From our cooking class with Paola in Lecce, Italy!

Servings 4
Prep Time 10 minutes
Cook Time 25 minutes


  • 3 tbsp olive oil
  • 4 cups finely chopped cauliflower (chopped small, from ~ 1.5 lb head)
  • 2 (15 oz) cans chickpeas, drained and rinsed
  • 3 cloves garlic, smashed or thinly sliced
  • 2 tsp kosher salt, divided
  • ½ tsp black pepper
  • ¼ tsp red pepper flakes (optional)
  • 6 cups water
  • 8-10 oz pasta*
  • 1 tsp dried rosemary or 2 sprigs fresh rosemary
  • Parmesan cheese, for topping
  • Lemon wedges
  • *You can use whatever pasta shape you have. I tested using a short tubular pasta shape rather than a longer noodle shape. All pasta cooks at different rates, so use your judgment for doneness. It’s fine if the pasta is a little more or less brothy.
  • *I tested both 8 and 10 oz. Using 8 oz will result in a more liquidy broth with less pasta, whereas 10 oz will be a bit more pasta with a bit less liquid. Both are delicious!
  • Fun fact! ~ In Italy garlic is usually smashed and added whole into the oil and then removed after it has infused the oil. This is because they feel it can be overpowering. Our cooking class instructor told us that it’s also removed so you don’t give dinner guests bad breath. So leave it in or do as the Italians do and remove it before adding the liquid!


  • In a large pot over medium heat, warm the oil. Add the cauliflower, chickpeas, garlic, 1 teaspoon salt, pepper, and red pepper flakes (if using).
  • Cook until very fragrant and the cauliflower has softened a bit, about 5 minutes, stirring occasionally. Towards the end of cooking, use the back of a fork to mash up some of the chickpeas (this will help thicken the sauce).
  • Stir in the water, pasta, rosemary, and remaining 1 teaspoon salt. Scrape the bottom of the pot in case anything is stuck on there.
  • Bring to a boil over high heat and give it a stir, scraping the bottom of the pot in case anything is stuck (continue to do this whenever you stir!). Reduce the heat to medium-high to maintain a rapid simmer for 15 minutes, or until the pasta is cooked through and the liquid/sauce is starchy and thick, stirring occasionally. The pasta is meant to be very saucy, but not a watery soup. It will thicken up a bit as it cools down.
  • If the pasta is still not cooked through and the water is very low, just add more hot or boiling water and continue to cook until the pasta is done to your liking. If you have too much water and pasta is cooked, increase the heat and boil some of the liquid off.
  • Serve topped with plenty of parm, black pepper, a generous drizzle of good olive oil, and a squeeze of lemon. If you have fresh parsley, that’s also nice on top.

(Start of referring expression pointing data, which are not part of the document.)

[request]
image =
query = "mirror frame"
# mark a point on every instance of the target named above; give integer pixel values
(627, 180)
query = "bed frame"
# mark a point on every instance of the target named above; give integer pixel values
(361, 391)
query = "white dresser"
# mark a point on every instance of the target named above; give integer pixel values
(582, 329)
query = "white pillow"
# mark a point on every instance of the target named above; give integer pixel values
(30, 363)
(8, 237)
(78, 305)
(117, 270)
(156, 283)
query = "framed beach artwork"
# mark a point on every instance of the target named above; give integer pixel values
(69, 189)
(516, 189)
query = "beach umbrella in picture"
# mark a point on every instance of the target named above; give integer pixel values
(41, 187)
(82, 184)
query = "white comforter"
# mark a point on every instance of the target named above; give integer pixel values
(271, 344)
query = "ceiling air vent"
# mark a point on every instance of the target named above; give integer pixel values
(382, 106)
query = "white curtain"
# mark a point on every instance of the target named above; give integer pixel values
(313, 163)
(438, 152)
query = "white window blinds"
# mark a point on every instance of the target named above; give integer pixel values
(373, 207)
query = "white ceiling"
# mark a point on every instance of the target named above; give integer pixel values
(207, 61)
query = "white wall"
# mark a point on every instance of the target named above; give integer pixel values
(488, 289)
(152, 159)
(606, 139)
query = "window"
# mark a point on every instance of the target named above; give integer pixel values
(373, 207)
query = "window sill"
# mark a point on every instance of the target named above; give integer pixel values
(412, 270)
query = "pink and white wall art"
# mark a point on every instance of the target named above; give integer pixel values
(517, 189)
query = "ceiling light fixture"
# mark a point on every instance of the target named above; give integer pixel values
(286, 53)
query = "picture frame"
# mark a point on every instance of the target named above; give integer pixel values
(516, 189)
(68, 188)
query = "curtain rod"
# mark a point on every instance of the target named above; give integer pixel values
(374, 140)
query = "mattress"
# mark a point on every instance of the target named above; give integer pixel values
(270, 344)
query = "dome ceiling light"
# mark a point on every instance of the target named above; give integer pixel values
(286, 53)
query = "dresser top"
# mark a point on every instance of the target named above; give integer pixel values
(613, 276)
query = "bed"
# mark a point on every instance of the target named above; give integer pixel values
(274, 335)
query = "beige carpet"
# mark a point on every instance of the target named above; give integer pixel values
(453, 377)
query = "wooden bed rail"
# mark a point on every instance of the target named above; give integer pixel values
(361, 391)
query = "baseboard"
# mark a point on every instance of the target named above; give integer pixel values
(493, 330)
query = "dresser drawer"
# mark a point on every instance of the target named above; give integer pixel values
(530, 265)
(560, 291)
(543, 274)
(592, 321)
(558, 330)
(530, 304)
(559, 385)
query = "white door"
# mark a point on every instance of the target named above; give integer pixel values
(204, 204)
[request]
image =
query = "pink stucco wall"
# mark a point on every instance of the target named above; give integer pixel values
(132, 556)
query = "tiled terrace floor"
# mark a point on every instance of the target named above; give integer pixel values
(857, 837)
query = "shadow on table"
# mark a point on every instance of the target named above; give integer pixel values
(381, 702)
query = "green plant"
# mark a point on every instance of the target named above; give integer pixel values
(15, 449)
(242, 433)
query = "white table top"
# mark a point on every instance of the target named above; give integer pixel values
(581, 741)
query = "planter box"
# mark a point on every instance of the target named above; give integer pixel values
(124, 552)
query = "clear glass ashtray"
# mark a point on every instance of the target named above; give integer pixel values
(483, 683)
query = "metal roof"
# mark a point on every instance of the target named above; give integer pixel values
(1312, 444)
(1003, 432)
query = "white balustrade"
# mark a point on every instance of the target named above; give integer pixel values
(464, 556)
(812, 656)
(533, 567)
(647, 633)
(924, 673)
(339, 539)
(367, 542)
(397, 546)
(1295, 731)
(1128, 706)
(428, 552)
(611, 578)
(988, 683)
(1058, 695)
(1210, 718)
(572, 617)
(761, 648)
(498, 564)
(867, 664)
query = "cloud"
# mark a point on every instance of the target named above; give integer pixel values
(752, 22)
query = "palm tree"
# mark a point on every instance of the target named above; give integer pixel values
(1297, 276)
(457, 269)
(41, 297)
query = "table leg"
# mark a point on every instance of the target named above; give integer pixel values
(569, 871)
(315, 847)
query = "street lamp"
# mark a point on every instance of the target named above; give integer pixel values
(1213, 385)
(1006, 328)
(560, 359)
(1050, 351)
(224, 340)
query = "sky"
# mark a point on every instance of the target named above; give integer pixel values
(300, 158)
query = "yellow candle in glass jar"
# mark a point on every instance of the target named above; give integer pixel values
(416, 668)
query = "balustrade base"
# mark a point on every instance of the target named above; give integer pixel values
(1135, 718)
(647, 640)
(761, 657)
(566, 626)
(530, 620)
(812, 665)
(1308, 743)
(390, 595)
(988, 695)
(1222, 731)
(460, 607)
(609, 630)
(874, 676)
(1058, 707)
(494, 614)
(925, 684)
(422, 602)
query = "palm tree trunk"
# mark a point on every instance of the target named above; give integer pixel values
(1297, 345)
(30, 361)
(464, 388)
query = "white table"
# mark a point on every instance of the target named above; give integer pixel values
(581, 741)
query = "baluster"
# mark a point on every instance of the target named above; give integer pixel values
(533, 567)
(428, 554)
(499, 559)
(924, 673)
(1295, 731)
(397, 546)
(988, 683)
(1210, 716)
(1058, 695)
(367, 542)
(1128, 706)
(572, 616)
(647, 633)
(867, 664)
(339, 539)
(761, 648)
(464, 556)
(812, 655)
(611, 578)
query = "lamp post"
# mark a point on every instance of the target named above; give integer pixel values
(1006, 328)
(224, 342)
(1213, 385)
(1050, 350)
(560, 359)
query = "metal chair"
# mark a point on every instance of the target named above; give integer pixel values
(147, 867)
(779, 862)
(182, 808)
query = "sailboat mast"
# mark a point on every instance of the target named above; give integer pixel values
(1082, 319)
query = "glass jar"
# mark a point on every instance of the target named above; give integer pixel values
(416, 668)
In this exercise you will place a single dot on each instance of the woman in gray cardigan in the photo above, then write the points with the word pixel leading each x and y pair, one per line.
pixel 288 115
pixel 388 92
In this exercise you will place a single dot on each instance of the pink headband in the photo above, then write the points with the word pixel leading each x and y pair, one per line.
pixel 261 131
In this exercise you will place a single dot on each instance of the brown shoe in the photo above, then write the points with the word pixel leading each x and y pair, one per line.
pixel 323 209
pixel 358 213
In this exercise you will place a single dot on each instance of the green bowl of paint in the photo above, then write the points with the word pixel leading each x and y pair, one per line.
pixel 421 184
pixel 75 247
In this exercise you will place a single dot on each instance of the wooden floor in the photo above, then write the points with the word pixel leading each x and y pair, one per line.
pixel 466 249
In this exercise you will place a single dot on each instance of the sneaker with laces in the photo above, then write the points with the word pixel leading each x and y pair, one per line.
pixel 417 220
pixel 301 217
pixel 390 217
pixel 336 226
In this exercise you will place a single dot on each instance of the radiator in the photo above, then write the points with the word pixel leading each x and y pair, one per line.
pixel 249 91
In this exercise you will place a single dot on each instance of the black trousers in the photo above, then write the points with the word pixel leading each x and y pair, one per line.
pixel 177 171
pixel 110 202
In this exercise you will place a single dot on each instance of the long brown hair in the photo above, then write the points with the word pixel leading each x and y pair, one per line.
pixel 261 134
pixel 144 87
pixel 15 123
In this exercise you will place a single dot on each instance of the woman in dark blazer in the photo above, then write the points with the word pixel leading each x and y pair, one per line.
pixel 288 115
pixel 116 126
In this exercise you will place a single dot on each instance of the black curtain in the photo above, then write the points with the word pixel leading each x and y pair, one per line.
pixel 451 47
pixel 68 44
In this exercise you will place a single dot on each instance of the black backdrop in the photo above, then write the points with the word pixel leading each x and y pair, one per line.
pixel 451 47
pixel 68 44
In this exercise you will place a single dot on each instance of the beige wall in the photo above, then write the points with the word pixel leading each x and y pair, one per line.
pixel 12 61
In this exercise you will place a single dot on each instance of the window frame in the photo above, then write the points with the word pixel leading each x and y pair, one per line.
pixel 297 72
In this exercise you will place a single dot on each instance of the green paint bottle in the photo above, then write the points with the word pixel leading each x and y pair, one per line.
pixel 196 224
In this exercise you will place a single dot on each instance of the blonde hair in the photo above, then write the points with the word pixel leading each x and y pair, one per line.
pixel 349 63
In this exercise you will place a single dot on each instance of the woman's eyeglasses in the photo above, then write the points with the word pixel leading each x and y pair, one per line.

Items you can prep ahead (optional)

  • Finely chop 4 cups cauliflower
  • Smash or thinly slice 3 cloves garlic
  • Drain and rinse 2 (15 oz) cans chickpeas
  • Grate parm, for topping


  • To make gluten-free, use a gluten-free pasta alternative.
  • To make vegan, skip the parmesan or use a vegan alternative.


  • Store leftovers in an airtight container in the fridge for up to 4 days.

Leftovers + Repurposing:

  • This will get a bit mushy as leftovers, but it will still be tasty! Warm up leftovers in the microwave or on the stovetop until warmed through. You can stir in a splash of water to loosen up the pasta if it’s dry. Top with lots of parm, oil, pepper, and lemon. If you have any fresh parsley on hand, you can sprinkle that on top.
  • Top with a fried egg or sliced sausage.